Çok şükür yeni bir modamız daha oldu.

Kandil’i yıkma modası…

HDP’nin ciğerlerinden nefes alıp verenlerin ağzında bu moda.

PKK’nın oy istediği Kemal Kılıçdaroğlu’ndan sonra HDP oylarıyla seçilen Mansur Yavaş da modaya uydu.

Bozuk Türkçesinden anladığımız kadarıyla o da Kandil’i yıkmak istiyor.

Bir parantez açalım burada. Siyasette ne söylediğiniz kadar nasıl söylediğiniz de önemli.

Bazen ikincisi birincisinin önüne bile geçer, ne söylediğiniz değil nasıl dile getirdiğiniz önem kazanır.

Mansur Yavaş’ın düzgün bir cümle kurarken bir hayli zorlanması hitabet gücünün belediyecilik vasfının da altında kaldığını gösteriyor.

O her mikrofonu alıp konuştuğunda kendisini cumhurbaşkanı adayı yapmak için didinenlerin derin bir oh çektiğini görür gibi oluyorum. Parantezi kapatıyorum…

Mansur Yavaş “Kandil yaptığı açıklamalarla bizi zora sokmak istiyor” vecizesini yumurtluyor.

Vay vay… Beyanata bak…

PKK’lılar Kılıçdaroğlu’nun cumhurbaşkanı olmasının bereketlerinden bahsederken pişmiş aşa su katıyorlar demek ki…

Demek ki köşelerinde sessiz sedasız, Kılıçdaroğlu tarafından kendilerine verilen sözlerin yerine getirileceği seçim sonrasını beklemeleri lazım.

Onların sessizliğinde de muhalefet partileri halkın milli duygularını sömürdükçe sömürerek, vatan-millet nutukları atarak ilerlesin dursun.

Herhâlde bunlar olmayınca Mansur Yavaş Kandil’i yakıp yıkmakla tehdit ediyor.

Böyle hava gazı söylemler bana rahmetli Kemal Sunal’ın Mülayim karakteriyle canlandırdığı “Bir acılı, bir acılı daha” diye kebap siparişi verdikten sonra “Mesela yani” diyerek ters köşe yaptığı repliği anımsatıyor.

Kemal Kılıçdaroğlu’nun, Mansur Yavaş’ın Kandil’i yıkma hikâyesi de Mülayim’in “Mesela yani”si gibi.

Mansur Yavaş, Kandil neden PKK’yı duman eden Cumhur İttifakı’nı zora sokmak istemiyor da sizi zora sokmak istiyor?

Kandil tarafından zora sokulacak kadar yumuşak karnınız neresi?

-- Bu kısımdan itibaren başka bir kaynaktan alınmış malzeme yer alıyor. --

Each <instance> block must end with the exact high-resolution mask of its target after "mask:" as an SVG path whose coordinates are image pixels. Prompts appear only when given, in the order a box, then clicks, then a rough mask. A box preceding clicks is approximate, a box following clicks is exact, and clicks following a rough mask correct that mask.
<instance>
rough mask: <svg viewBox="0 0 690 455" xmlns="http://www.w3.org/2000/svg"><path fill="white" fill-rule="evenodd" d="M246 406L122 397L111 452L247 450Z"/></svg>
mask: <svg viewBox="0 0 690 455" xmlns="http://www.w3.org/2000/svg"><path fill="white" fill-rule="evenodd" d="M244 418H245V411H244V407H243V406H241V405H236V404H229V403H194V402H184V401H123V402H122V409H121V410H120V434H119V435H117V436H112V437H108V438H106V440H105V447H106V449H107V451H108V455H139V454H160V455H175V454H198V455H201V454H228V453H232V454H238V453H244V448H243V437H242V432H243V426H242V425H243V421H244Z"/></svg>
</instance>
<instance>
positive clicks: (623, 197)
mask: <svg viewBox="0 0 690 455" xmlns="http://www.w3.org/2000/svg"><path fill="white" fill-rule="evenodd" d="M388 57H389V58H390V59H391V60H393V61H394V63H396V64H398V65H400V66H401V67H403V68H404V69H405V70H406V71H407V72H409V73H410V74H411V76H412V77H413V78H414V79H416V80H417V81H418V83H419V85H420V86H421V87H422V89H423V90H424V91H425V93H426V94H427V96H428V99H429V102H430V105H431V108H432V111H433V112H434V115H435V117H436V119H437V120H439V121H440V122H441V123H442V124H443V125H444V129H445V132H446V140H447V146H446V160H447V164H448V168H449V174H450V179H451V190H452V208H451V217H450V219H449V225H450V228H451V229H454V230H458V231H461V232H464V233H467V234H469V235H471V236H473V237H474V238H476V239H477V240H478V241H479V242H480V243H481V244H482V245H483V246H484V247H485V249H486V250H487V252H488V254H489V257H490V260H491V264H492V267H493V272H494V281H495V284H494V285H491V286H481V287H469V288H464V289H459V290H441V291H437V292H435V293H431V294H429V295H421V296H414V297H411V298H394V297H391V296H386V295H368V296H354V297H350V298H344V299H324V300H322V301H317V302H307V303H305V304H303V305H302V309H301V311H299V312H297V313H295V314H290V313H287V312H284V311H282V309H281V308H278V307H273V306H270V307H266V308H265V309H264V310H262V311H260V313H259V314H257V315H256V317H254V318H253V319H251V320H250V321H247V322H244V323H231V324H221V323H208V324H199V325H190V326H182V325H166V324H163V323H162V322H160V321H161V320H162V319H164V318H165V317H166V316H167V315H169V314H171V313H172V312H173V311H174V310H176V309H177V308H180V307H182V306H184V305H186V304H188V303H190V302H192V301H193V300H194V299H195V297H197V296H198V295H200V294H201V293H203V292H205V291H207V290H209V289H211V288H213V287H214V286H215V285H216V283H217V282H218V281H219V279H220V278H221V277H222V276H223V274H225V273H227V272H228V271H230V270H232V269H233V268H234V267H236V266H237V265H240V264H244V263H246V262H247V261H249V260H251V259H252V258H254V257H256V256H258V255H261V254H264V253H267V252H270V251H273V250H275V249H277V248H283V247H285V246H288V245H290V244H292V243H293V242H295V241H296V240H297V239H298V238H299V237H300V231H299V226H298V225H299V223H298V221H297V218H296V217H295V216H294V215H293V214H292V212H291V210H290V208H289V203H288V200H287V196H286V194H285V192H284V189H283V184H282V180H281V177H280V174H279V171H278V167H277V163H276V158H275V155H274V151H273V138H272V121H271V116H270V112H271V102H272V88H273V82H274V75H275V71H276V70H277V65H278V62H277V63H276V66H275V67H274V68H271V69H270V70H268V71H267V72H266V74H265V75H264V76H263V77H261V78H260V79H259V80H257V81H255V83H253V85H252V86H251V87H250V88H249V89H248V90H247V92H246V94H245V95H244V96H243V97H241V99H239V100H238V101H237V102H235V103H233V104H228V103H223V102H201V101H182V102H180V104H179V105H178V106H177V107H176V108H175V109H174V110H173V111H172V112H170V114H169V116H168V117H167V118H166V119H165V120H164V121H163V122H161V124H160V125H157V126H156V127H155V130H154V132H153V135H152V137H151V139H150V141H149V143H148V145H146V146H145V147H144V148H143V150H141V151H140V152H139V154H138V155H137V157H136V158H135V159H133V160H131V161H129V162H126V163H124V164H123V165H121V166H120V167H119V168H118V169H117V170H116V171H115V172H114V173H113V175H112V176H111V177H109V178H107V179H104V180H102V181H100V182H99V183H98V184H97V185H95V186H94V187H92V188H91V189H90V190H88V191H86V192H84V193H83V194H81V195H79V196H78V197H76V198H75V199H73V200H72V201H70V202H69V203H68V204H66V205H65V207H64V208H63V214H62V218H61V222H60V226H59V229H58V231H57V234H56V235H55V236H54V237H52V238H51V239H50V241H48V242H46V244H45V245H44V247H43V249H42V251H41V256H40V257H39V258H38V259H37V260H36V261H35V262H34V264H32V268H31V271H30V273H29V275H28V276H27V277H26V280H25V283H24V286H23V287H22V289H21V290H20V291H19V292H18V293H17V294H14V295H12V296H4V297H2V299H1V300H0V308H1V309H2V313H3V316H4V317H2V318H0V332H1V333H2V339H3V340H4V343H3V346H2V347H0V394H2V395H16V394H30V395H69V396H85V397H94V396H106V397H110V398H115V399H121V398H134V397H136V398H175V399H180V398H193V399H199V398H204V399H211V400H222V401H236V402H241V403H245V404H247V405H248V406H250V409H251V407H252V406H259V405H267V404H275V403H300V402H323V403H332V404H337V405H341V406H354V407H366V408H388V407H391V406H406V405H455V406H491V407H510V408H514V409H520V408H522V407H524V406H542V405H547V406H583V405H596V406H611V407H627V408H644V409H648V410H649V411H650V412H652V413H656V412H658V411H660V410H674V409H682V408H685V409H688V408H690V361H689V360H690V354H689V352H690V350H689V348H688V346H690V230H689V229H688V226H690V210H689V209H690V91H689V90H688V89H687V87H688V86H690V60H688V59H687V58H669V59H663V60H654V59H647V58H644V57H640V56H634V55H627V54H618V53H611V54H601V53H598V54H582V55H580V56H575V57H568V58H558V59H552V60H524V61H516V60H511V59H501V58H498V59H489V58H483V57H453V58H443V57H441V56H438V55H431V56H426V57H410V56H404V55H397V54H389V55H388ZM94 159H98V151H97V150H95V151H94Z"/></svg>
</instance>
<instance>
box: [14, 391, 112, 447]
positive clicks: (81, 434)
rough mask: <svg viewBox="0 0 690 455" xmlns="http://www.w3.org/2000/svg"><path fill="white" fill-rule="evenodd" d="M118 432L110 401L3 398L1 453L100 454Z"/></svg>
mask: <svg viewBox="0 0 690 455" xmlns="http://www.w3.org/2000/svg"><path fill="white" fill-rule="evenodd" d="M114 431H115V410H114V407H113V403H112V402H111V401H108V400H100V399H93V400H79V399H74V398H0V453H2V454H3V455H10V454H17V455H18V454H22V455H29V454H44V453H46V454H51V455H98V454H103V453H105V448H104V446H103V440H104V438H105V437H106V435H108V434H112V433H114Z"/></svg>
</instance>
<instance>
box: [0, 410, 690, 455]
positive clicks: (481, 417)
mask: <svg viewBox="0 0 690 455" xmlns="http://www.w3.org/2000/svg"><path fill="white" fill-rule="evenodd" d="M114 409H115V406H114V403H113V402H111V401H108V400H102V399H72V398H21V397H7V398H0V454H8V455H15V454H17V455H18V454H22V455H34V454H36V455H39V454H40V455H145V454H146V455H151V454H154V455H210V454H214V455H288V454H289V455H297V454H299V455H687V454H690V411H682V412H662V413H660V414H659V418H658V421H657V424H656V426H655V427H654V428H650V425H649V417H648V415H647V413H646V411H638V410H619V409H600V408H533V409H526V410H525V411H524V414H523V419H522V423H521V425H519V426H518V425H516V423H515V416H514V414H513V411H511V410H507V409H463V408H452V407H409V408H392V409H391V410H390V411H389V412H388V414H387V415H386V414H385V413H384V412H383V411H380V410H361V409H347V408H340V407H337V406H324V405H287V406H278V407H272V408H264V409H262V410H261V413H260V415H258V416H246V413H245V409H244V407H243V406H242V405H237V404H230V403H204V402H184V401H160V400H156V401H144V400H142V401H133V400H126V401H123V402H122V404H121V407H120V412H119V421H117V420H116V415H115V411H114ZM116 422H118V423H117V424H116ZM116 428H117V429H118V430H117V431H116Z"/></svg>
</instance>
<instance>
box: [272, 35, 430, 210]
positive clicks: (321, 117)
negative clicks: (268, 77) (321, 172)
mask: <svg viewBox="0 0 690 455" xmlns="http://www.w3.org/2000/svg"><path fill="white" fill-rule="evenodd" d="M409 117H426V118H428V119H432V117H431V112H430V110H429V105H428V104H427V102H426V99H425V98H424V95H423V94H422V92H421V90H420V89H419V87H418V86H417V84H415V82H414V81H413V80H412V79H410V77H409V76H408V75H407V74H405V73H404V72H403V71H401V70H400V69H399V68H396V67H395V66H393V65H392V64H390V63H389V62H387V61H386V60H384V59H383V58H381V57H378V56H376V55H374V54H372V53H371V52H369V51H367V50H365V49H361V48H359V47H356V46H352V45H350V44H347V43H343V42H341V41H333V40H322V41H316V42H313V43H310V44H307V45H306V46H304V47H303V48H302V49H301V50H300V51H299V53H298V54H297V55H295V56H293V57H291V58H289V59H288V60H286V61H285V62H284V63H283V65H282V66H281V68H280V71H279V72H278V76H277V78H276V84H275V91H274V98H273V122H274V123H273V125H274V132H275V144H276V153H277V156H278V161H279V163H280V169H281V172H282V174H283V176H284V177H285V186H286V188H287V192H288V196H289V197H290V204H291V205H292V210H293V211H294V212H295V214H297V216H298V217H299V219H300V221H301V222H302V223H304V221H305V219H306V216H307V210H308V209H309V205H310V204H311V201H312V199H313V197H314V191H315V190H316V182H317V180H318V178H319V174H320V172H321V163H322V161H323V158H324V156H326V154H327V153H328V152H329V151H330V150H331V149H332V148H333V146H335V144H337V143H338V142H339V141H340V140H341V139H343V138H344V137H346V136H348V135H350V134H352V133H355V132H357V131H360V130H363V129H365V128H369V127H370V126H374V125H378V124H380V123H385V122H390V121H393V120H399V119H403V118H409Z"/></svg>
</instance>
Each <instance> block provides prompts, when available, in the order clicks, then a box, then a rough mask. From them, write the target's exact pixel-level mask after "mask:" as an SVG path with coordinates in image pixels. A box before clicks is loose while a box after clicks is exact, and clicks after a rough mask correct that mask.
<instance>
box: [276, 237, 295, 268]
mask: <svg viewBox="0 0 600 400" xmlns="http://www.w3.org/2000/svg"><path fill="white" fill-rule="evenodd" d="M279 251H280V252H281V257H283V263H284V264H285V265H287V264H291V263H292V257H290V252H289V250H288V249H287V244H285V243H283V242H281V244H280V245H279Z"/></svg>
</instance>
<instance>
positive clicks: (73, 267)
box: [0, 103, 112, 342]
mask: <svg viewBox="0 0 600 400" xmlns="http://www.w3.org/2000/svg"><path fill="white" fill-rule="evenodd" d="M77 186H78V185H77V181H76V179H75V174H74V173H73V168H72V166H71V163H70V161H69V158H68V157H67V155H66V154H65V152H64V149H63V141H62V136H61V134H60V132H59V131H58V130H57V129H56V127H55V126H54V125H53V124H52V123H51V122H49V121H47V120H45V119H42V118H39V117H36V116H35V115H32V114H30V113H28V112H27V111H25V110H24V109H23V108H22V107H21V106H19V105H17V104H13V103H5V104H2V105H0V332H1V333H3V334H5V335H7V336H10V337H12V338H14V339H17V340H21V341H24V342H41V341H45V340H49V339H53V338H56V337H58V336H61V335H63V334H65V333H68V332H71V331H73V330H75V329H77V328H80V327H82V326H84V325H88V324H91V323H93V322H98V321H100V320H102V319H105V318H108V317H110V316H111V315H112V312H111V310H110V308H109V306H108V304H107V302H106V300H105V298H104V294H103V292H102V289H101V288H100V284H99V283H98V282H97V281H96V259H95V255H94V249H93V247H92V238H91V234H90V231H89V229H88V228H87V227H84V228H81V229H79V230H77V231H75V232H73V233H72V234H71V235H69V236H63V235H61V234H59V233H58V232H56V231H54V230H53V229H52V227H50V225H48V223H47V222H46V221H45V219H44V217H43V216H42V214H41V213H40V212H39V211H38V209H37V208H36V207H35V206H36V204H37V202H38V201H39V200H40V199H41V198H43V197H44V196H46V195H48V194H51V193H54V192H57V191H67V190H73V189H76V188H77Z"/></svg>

Herkes biliyor aslında neresi olduğunu…

Fakat Kandil ne Kemal Kılıçdaroğlu’nu ne Mansur Yavaş’ı ne de muhalefetten hiç kimseyi zora sokmak istemez, isteyemez.

Bindiği dalı kesmek olur bu…

PKK/Kandil; aslında özerkliği, ana dilde eğitimi, resmi dilin ikiye bölünmesini, Anayasa’nın ilk dört maddesine el uzatılmasını, kendilerine yapılan sınır dışı operasyonların sona erdirilmesini vadeden bir siyasi iklimi sonuna kadar desteklemek amacında sadece…

6 partiye bir nevi teşekkür geri bildirimi yapma isteğindeler.

PKK’lılar kendilerini terörist değil “silahlı halk hareketi” gördükleri için elalem ne der baskısı olmadan methiyeler dizdikleri cumhurbaşkanı adayları Kılıçdaroğlu’na Türk milletinin hangi gözle bakacağını tam olarak kavrayamıyorlar.

Kafka’nın Dönüşüm öyküsünde, kocaman bir böceğe dönüşen Gregor Samsa’nın dış görünüşüne çevresinin nasıl bir iğrençlikle baktığını bir türlü fark edememesi gibi…

PKK her şey olabilir ama Kandil’i başlarına yıkacak bir siyasetçiye oy isteyecek kadar dangalak değildir.

Dangalak, PKK’nın kendisiyle mücadele edecek bir cumhurbaşkanına oy isteyeceğine inanandır.